Did you see any errors in the Docker log? Thanks.

I restart docker-compson
rhasspy skin in the future

1 Like

Ok this make sense.

Like I said I haven’t had a chance to play around with Rhasspy so I might be imagining a bit how it works but it looks fun.

Hmm, I got an error: OSError: [Errno -9996] Invalid input device (no default output device)
Only a Pi3 and hassio, but with USB microphone, uninstalled and installed again.
Same issue, anyone else?

Ok, i am learning fast, simple automatic is working, i am fighting with wake up words.
I check “Listen for wake word on start-up” and “Use pocketsphinx locally " set a wakeup word as"okay rhasspy” and other simple words but it seems i cannot make it work.
Should I hear a notification sound that rhasspy is listening now like in snips?

After many tries i read about other addons to activate mqtt wake word system but i cannot install them as addon in hassio. I just hitted install, progressing circle is circling around and nothing happend. Doesnt matter is Mycroft or Snowboy.

After a restart i dont see any profiles in right corner (fr,en ect) To make it work, I am doing a few restarts and it shows up, but should it be like this?

@Romkabouter It happpend to me, i just reconnecting phisically devices, restarting arduino or just wait more tiem after boot.

I’ve seen this happen in Hass.IO when it didn’t select an input audio device for me. I had to stop the add-on, select the microphone, save, then start it back up. Kind of irritating.

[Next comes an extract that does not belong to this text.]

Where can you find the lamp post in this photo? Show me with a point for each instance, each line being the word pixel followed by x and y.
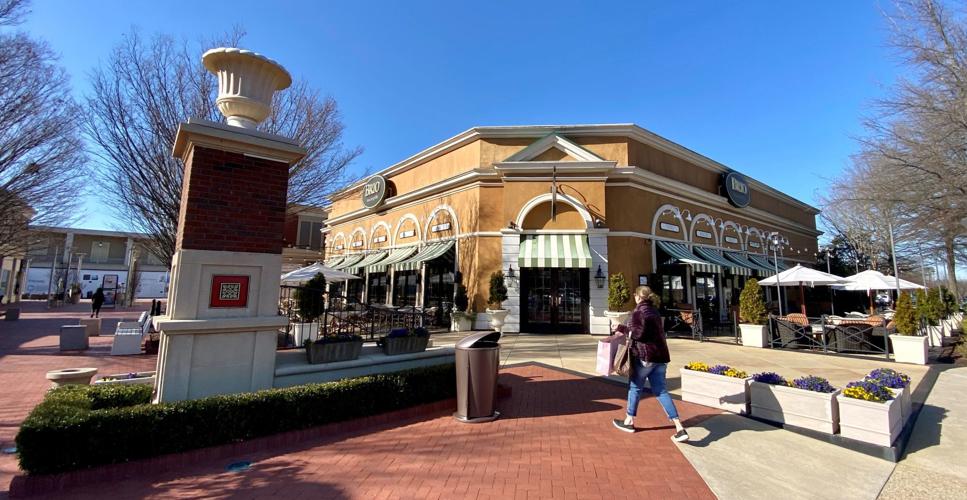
pixel 775 261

The Mycroft and Snowboy add-ons can take quite a while to build. Try the Snowboy add-on first, since it’s the one I’ve tested the most. I usually go to the Hass.io System tab, refresh the log, and wait for it to report "Build complete for " for the add-on (sometimes 10-15 minutes on a Pi).

Pocketsphinx should work sometimes with an appropriate microphone and wake word (they recommend 3-4 syllables). I have almost no success with my laptop’s built-in microphone, but ok performance through the PS3 Eye. Make sure you have the proper microphone select in the Hass.io add-on tab for audio input too. Rhasspy will pick the default audio device unless told otherwise.

Also try to switch from PyAudio to arecord for audio recording in the settings. Some folks here have had better luck with that for some reason.

I keep forgetting to mention too: Rhasspy has an OpenAPI (Swagger) compatible page available where you can test lots of things through the HTTP API.

Just visit http://localhost:12101/api/ to see the testing page (don’t forget that final slash!, it seems really picky about it).

You can do cool things, like run a voice command from a WAV file:

curl -X POST -H 'Content-Type: audio/wav' --data-binary @/path/to/my-command.wav localhost:12101/api/speech-to-intent

Or by-pass the wake word and have Rhasspy listen for a command right now:

curl -X POST localhost:12101/api/listen-for-command

Many of the API calls accept a ?no_hass=true query parameter that tells Rhasspy not to pass anything on to Home Assistant.